In the same examples/http directory, create a file called wadm.yaml and add:

kind: Application
  name: PythonExample
    version: v0.0.1
    description: "Python component"
    experimental: true
    - name: python-http
      type: actor
        image: file://./http_s.wasm
        - type: spreadscaler
            replicas: 1
        - type: linkdef
            target: httpserver
        - type: linkdef
            target: httpclient
    - name: httpserver
      type: capability
        contract: wasmcloud:httpserver
    - name: httpclient
      type: capability
        contract: wasmcloud:httpclient

If you're familiar with wasmCloud, this should all look perfectly standard: we're defining deployment metadata and two components (the actor and the first-party httpserver capability provider).

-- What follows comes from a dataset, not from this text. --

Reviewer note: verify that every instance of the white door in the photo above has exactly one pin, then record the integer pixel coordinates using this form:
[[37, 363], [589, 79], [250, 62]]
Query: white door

Now let's build our Wasm artifact:

wash build

If you haven't already, run wash up to start a wasmCloud host. Then, from examples/http, run:

wash app deploy wadm.yaml

When wash app list reports that the deployment is ready, you can curl the component for a response. Per the readme for this example, we'll send over a couple of stanzas of poetry:

curl -i -H 'content-type: text/plain' --data-binary @- http://localhost:8080/echo <<EOF
’Twas brillig, and the slithy toves
      Did gyre and gimble in the wabe:
All mimsy were the borogoves,
      And the mome raths outgrabe.

The response:

HTTP/1.1 200 OK
content-type: text/plain
content-length: 142
date: Mon, 29 Jan 2024 22:44:57 GMT

’Twas brillig, and the slithy toves
      Did gyre and gimble in the wabe:
All mimsy were the borogoves,
      And the mome raths outgrabe.

Success! We get our bit of Alice in Wonderland back, and now we're down the rabbit hole. When we're done, we'll clean up:

wash app undeploy python
wash app delete python --delete-all


Now that WASI Preview 2 is released, componentizing different languages with common WIT definitions is only going to get easier—especially with a vibrant community building awesome tooling like componentize-py. Using the same pattern we walked through here, wasmCloud users can define build processes for any Wasm-compiled language you can imagine and run them in a distributed manner, taking full advantage of templated requirements like HTTP, storage, logging, and all the rest. The wasmCloud vision of building in any language and deploying anywhere is here, and it's only moving faster.